On Sunset Beach from NetGalley.
Here's the summary:
From New York Times bestselling author Mariah Stewart comes a captivating and heartwarming new novel in her beloved Chesapeake Diaries contemporary romance series—perfect for fans of Barbara Freethy, Robyn Carr, and Susan Mallery.
Carly Summit’s name couldn’t be more fitting, since in life she always lands on top. She grew up wealthy and privileged in a tony Connecticut town, opened her own gallery in New York City, and is about to make art world history displaying previously unknown works by a prominent twentieth-century painter. No wonder she possesses a can-do attitude that can’t be soured. Ford Sinclair is another story. A military career in war-torn Africa, where he witnessed unspeakable violence and suffering, has left him haunted and deeply cynical. Now he’s looking for a way to forget and a place to belong. He hopes to find both back home in St. Dennis.
When Carly is forced to move the premiere of her new exhibition from Manhattan to St. Dennis, and Ford agrees to take charge of the town’s only newspaper, the two cross paths. But it’s hardly the start of a beautiful friendship. While Ford can’t ignore her charms, Carly’s unflappable good cheer only confounds him. Yet beneath Ford’s stormy brooding, Carly sees a man worth caring about—even if her warmest ways can’t thaw his frozen heart.
First of all, I think perhaps "frozen heart" is stretching things a bit far. Ford is a bit shellshocked from his past, and finds it hard to think about his future in general. He's not sure that he really fits in in St. Dennis any longer but he also can't think ahead to what he does want to do. When his mother conspires to throw him into her role at the newspaper, he agrees temporarily, only to discover that it's not the terrible hardship he'd imagined. The reader doesn't really see his role in the paper beyond how it applies to Carly, but we do see his dissatisfaction and uneasiness with life lessen as the book progresses. Ford is likeable, even when his war memories intrude.

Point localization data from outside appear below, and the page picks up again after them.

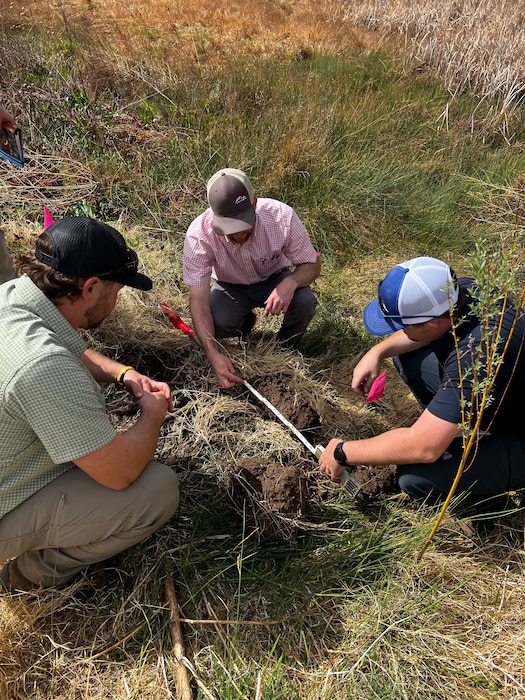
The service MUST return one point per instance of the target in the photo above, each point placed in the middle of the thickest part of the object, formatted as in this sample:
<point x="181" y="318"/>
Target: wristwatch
<point x="339" y="455"/>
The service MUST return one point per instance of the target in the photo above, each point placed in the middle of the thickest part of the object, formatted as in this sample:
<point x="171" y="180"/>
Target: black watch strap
<point x="339" y="455"/>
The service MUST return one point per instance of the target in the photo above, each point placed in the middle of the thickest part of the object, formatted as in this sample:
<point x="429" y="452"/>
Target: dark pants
<point x="495" y="465"/>
<point x="231" y="303"/>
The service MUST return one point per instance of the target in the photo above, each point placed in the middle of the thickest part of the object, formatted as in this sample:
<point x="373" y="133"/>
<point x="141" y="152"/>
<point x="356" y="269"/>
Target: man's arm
<point x="424" y="442"/>
<point x="369" y="367"/>
<point x="205" y="330"/>
<point x="105" y="371"/>
<point x="119" y="463"/>
<point x="281" y="297"/>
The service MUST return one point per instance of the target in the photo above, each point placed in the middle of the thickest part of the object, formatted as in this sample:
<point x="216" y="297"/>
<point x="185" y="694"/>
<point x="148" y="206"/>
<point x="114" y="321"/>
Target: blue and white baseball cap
<point x="412" y="292"/>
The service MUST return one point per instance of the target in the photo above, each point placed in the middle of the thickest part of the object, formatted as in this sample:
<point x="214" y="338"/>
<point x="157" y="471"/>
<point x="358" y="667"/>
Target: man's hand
<point x="280" y="298"/>
<point x="226" y="374"/>
<point x="137" y="384"/>
<point x="327" y="463"/>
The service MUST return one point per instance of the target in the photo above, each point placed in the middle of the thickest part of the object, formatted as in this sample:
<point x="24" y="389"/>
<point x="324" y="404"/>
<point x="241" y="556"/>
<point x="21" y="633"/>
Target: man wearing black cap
<point x="248" y="247"/>
<point x="418" y="304"/>
<point x="73" y="491"/>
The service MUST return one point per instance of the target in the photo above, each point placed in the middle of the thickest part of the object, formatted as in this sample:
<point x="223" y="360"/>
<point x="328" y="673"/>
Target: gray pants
<point x="7" y="271"/>
<point x="74" y="521"/>
<point x="497" y="465"/>
<point x="231" y="303"/>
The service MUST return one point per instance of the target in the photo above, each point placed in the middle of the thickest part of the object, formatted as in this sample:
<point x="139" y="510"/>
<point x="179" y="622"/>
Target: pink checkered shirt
<point x="279" y="240"/>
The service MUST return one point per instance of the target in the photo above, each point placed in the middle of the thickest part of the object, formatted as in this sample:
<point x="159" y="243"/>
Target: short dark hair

Carly is a bit harder for me to like. She's very successful, but not afraid to admit that it was her family's money that enabled her to become a success. Sure, mom and dad paid for the first art gallery, but now she's successful both professionally and financially in her own right. However, in the first half of the book there are quite a few examples of her wealth that just felt like showing off to me. This doesn't continue through the book, and I came to admire her ability to go with the flow of the art exhibit in St Dennis, even when it disrupts her plans. At times she's a bit too good to be true, and every thing falls into place a bit too neatly for her. She works hard, but she's able to overcome any short deadline or change of plans with grace.
The romance itself is steady. It's not overnight and neither do either of them deny the attraction. I admit I found Ford a bit smarmy in their inital meeting, but that element dropped off quickly. It isn't perhaps the most swoonworthy of romance novels out there, but it does make me interested in the remainder of the series and I'll certainly be picking up another to see if it fills the hole left by Fool's Gold.